# how do you smoke a pork loin?



## shea1973 (Sep 11, 2011)

I bought a pork Loin from Sams a month ago and going to smoke it later this week.  I am only going to smoke half of it and keep the other half in the freezer.  So the part I am going to smoke is probably about 4lbs.  I have never smoked a Pork Loin before so figured I make a post as to how you make one?  I am going to use Kingsford Hickory Charchol and about 2 Hickory logs to start out with.  About how long does it take to smoke and what should the eternal temp be when finished?  Also what is a good recipe to use for the Pork Loin?

Thank You for your help


----------



## flash (Sep 11, 2011)

I would marinade it. I like mojo crillio. Then add a nice rub. Place on smoker for 3 to 3 1/2 hours at 225º. I like to remove them at 145º internal, then foil for 1/2 hour to 45 minutes.


----------



## oldschoolbbq (Sep 11, 2011)

Shea,a Loin will have little fat,.to keep from drying it out,wrap it with Bacon and smoke to appox.160*f.Wlii be done and moist.The Bacon will crisp-up and be great.Put your rub on the Loin before wrapping and ...


----------



## roller (Sep 11, 2011)

I put a light seasoning on mine and smoke at 250* until  it reaches IT of 160* then triple foil wrap in a towel for a couple of hours and the juicys will flow like a river when you cut it...I use Hickory and apple chips or pellets...


----------



## werdwolf (Sep 11, 2011)

Definitely use the bacon, and either marinade or inject to help keep it moist.
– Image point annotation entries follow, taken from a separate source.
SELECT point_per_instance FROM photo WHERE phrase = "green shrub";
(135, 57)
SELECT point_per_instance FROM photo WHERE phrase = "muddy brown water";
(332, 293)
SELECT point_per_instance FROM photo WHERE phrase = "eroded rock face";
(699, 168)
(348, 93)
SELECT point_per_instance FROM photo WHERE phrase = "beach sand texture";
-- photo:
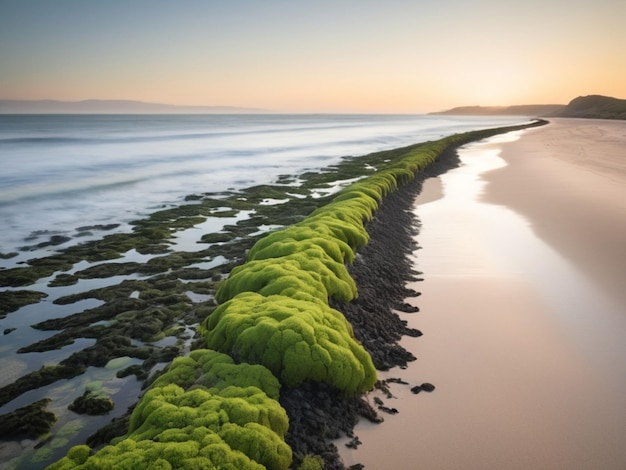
(522, 309)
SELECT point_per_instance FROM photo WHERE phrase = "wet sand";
(521, 310)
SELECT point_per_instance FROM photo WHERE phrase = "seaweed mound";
(204, 412)
(295, 339)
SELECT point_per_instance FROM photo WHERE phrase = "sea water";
(59, 173)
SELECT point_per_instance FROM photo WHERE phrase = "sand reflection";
(524, 350)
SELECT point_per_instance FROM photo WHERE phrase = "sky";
(391, 56)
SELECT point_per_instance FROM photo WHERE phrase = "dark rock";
(92, 403)
(30, 421)
(425, 387)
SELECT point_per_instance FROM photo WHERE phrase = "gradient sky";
(314, 56)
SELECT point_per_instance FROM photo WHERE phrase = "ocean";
(63, 172)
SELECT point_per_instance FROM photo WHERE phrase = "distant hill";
(519, 110)
(594, 107)
(114, 107)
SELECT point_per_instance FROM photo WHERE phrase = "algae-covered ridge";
(216, 407)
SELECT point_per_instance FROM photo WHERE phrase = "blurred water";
(62, 172)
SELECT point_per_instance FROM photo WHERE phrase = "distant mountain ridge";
(114, 107)
(594, 107)
(518, 110)
(591, 107)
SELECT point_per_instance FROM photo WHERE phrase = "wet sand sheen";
(524, 346)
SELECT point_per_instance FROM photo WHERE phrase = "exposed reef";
(307, 310)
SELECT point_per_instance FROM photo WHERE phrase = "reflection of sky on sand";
(526, 353)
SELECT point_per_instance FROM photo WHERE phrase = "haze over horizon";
(322, 56)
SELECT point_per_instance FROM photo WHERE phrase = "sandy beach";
(521, 310)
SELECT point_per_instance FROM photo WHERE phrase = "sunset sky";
(403, 56)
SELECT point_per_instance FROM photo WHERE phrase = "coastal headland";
(521, 309)
(119, 331)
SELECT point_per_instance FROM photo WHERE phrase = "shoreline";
(582, 212)
(524, 347)
(391, 353)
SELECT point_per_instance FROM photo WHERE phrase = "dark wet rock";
(36, 379)
(425, 387)
(353, 443)
(385, 409)
(92, 403)
(10, 301)
(318, 415)
(102, 227)
(31, 421)
(116, 428)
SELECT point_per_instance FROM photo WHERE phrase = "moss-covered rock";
(296, 339)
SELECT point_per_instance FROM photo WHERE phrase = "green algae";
(223, 420)
(331, 228)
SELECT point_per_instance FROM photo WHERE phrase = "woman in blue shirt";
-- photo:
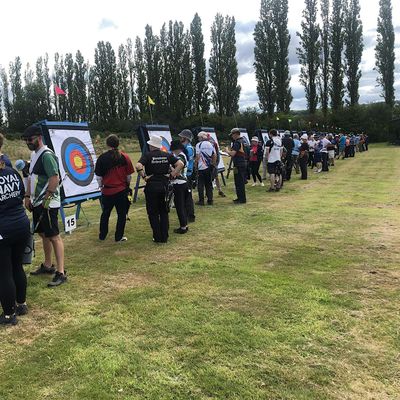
(14, 235)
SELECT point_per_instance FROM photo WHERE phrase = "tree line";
(169, 67)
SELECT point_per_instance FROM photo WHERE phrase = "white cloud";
(54, 26)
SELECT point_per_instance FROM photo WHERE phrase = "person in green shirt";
(42, 198)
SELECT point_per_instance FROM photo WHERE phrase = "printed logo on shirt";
(10, 187)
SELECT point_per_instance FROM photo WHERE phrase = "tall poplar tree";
(324, 75)
(223, 71)
(309, 52)
(265, 58)
(336, 63)
(384, 52)
(354, 48)
(200, 87)
(282, 75)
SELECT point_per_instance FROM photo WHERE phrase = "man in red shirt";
(113, 172)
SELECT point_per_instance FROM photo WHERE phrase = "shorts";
(274, 168)
(46, 221)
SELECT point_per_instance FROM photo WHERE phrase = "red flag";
(59, 91)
You can also cut them  "almost like unrolling them" and then put fixin's similar to what you would do with a fattie and roll them back up.


----------



## SmokinAl (Sep 11, 2011)

All good advice.

The only thing I would add is pull it out at 140, wrap it in foil until it hits 145. They are much juicier (IMHO) when you take them out sooner.

The new USDA guidelines allow pork to be cooked & safe at 145.


----------



## shea1973 (Sep 24, 2011)

I made it  last week, sorry about the late post on it.  Here is the finished Pork Loin!
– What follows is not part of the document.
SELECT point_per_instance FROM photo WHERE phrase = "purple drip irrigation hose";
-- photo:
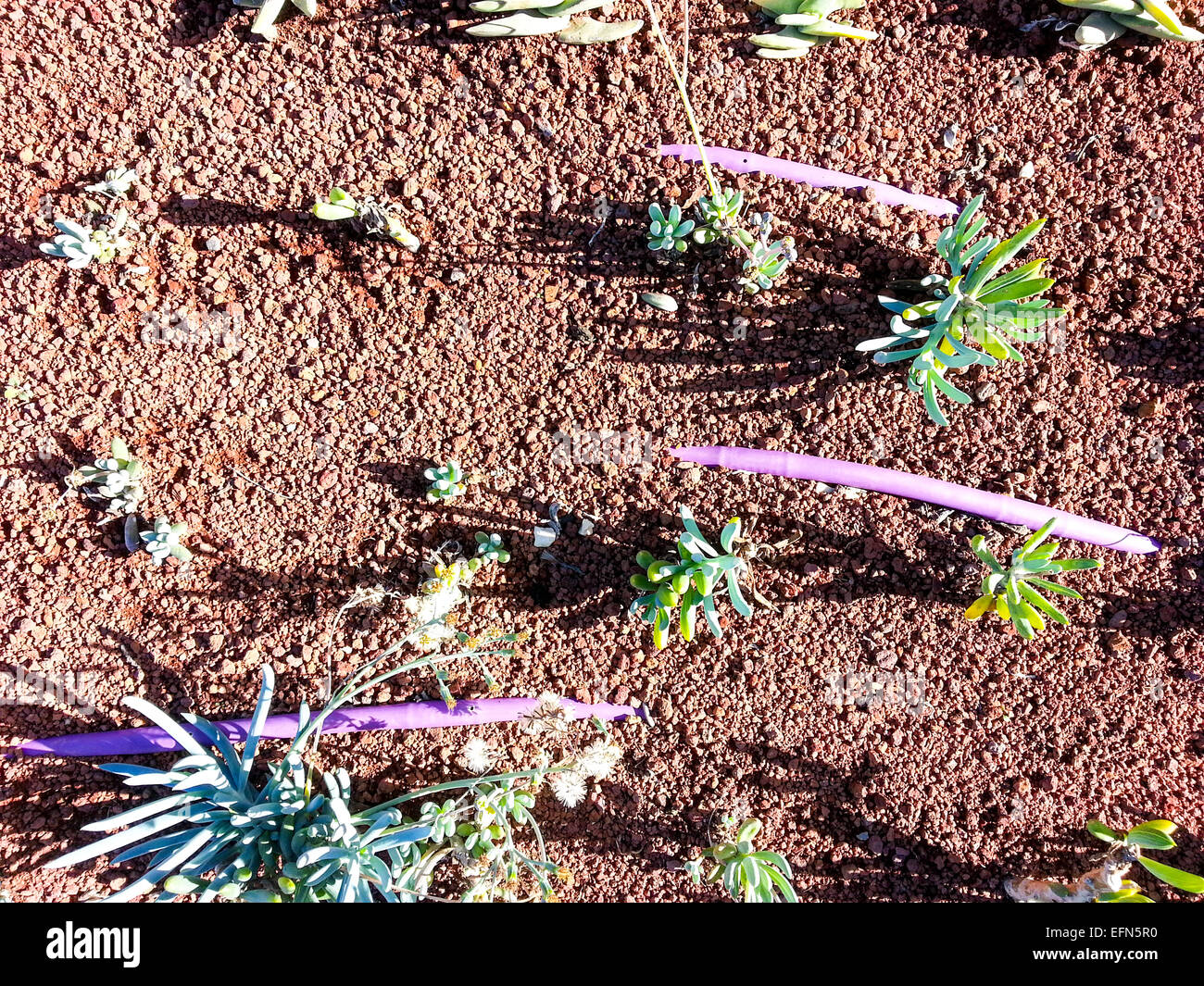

http://i63.photobucket.com/albums/h146/TSP_1973/Cooking/Picture086.jpg

http://i63.photobucket.com/albums/h146/TSP_1973/Cooking/Picture083.jpg

It was juciy on the out side, but towards the middle of the pork was kinda dry.  I smoked the potatos for about 3 hours, they turned out pretty good.


----------



## jc1947 (Sep 24, 2011)

*Great looking loin.*


----------